In November 1869, the bushranger known as Captain Thunderbolt, Frederick Wordsworth Ward (c. 1835 – 1870), was alone, in the area of the headwaters of the Clarence River catchment. He held up Broadmeadows Station followed by a road camp, stealing a horse, a revolver and ammunition from the road superintendent. He was pursued by police, but managed to evade capture.

== Village ==
The village of Newton Boyd, officially a town, was located on both sides of a road crossing of the Henry River upstream of its confluence with the Mann River. A site of 1,440 acres was reserved for a village in 1866, 70 chains east of the woolshed of the Newton Boyd run.

In the time before the railway was built to Glen Innes, the old road from Grafton, via Dalmorton and Newton Boyd, completed around 1869, was the main route for transport to and from the Northern Tablelands. A hotel was nearing completion at the crossing of the Henry River by September 1871. In August 1871, a site was reserved for the town of Newton Boyd. By late 1874, the hotel and a blacksmith's shop were the only buildings in the town, with the same person serving as both innkeeper and blacksmith. In 1875, a contract was awarded for a bridge across the Henry River at Newton Boyd.

Local Aboriginal people supplied the hotel with fish that they caught in the river, in exchange for alcohol. A local free selector supplied the hotel with other produce.

In October 1918, the settlement hosted a visit by General Pau and others of a visiting French mission.

During the early 1920s, some larger holdings in the area were sub-divided and converted to dairy farming, and a cheese factory opened at Newton Boyd. A sawmill opened around the same time, and timber getting in the nearby forests was also an occupation for residents of Newton Boyd. There was also some gold mining in the area, and, in 1918, there was a molybdenite mine about two miles from the village. Despite these sources of employment, Newton Boyd never grew into a large settlement.

The hotel, by then known as the Rosemount Hotel, was badly damaged by fire in January 1941, and its licence was surrendered in late 1941. By then, the population, within a five mile radius was said to be less than 25. Newton Boyd had a school from January 1896 to December 1974. The village had a post office. There was also a war memorial hall, opened, in September 1924, by Governor de Chair, who also unveiled the village's war memorial.

In 1924 and 1959, the area of the town was reduced by the closure of some streets.
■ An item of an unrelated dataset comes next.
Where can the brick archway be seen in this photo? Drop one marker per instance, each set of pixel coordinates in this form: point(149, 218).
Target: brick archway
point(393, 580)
In 1968, Newton Boyd was mentioned only as a hamlet.

== Present day ==
There is little left of the village now, other than its war memorial. The roll of honour from the Newton Boyd hall is now at a museum in Glen Innes. The portion of the main road through the village site is still known as Clarence Street, and it provides the link between Old Grafton Road (from the Glenn Innes end) and Old Glen Innes Road (from the Grafton end).

The land in the valley bottoms within the locality is mostly cleared for agriculture, and mainly used for grazing. Much of the higher, forested areas are either part of Nymboyda National Park or Gibraltar Range National Park.